Le problème, pour le commentateur, se déplace donc lui aussi — et nous touchons là à la troisième des lignes directrices sur lesquelles nous souhaiterions insister : il ne s’agit nullement, pour comprendre et expliquer Nietzsche, de prétendre identifier une vieille métaphysique drapée dans un costume moderne, non plus que de rapporter les événements qui constituent la réalité à une instance fondamentale qui serait la volonté de puissance, ou de réduire les processus et événements, quels qu’ils soient, à une singularité originaire — mais bien de penser les modalités diverses et complexes selon lesquelles se déploie ce jeu interprétatif multiple et sans fondement qu’est la réalité : d’expliciter donc ce que nous pourrions appeler, la logique de la volonté de puissance.
Et le problème fondamental qui apparaît alors est bien celui du mode de relation entre les processus multiples, éclatés, concurrents de volonté de puissance, entre les configurations de domination et de maîtrise particulières que sont les volontés de puissance dont le jeu pluriel constitue ce que Nietzsche appelle la « réalité ». Or, c’est justement là le grand problème qui a été escamoté par la tradition de pensée métaphysique, laquelle pense spontanément — sans soupçonner même qu’il y ait là quelque chose de problématique — les rapports entre instances (« êtres », « unités », etc.) sur le modèle de la conciliation et de l’harmonie : position que l’on pourrait qualifier d’ « optimisme métaphysique », et dont le paragraphe 333 du Gai Savoir, par exemple, fait la théorie dans le cas particulier du problème de la connaissance : « Nous, qui ne prenons conscience que des scènes ultimes de réconciliation et de la liquidation finale de ce long processus [i.e. de lutte pulsionnelle], nous pensons pour cette raison qu’intelligere est quelque chose qui réconcilie, quelque chose de juste, de bon, quelque chose d’essentiellement opposé aux pulsions : alors que c’est seulement un certain rapport mutuel des pulsions. » C’est à cette déficience du questionnement métaphysique que se rapporte la critique — trop peu soulignée, nous semble-t-il, par les commentateurs — de toutes les problématiques, principalement modernes, des facultés : et c’est sous ce rapport, en particulier, que Nietzsche se livre à une critique constante de Kant en qui il voit le plus pur représentant de cette philosophie irénique des facultés de l’esprit : la réponse par les facultés ou les pouvoirs de l’esprit, la détermination même des problèmes fondamentaux de la philosophie à partir de la problématique des facultés évite ce qui fait vraiment, radicalement, problème.

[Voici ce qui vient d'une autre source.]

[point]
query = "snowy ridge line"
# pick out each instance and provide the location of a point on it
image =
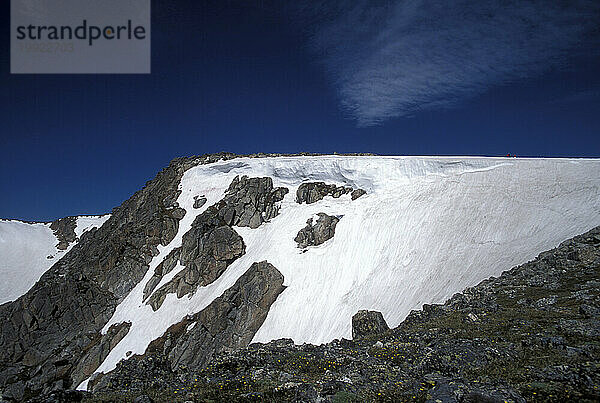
(423, 231)
(28, 250)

Elle prédétermine dogmatiquement le type de réponse que l’on reconnaîtra et éprouvera comme satisfaisant sur le plan explicatif, tant il est vrai que l’ « on entend que les questions auxquelles on est en mesure de trouver une réponse » (GS, § 196).

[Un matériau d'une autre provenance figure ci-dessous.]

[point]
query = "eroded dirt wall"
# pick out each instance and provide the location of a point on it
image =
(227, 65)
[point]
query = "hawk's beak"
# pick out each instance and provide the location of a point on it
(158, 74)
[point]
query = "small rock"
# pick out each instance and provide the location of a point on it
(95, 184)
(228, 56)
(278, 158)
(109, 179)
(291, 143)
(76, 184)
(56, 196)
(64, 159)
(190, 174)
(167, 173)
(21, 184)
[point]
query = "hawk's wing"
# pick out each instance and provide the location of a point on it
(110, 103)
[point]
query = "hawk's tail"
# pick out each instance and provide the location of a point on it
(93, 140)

Toute la logique mise en œuvre par l’idée de la volonté de puissance consiste ainsi à penser la réalité comme relationnelle, comme univers de processus conflictuels, concurrentiels — sans exclure pour autant la possibilité de séquence d’entente et de collaborations passagères, plus ou moins durables : pourvu que ces ententes entre processus foncièrement conflictuels soit elles-mêmes comprises comme le moyen détourné permettant la poursuite de la concurrence sur un plan supérieur. La rivalité comme détermination fondamentale de la réalité n’exclut pas la conciliation ou l’harmonie, mais elle les explique toujours. Et la visée fondamentale de Wolfgang Müller-Lauter dans les trois études de ce recueil semble bien être de dégager cette idée capitale de Nietzsche que la volonté de puissance est organisation. Car si comme l’affirme Nietzsche de manière répétée, le caractère général du monde est chaos, il s’agit bien de se donner les moyens de rendre compte des formations régulières que l’expérience nous y fait observer. »
Patrick Wotling, « Le monde de la volonté de puissance », Préface de « Nietzsche. Physiologie de la volonté de puissance » de Wolfgang Müller-Lauter.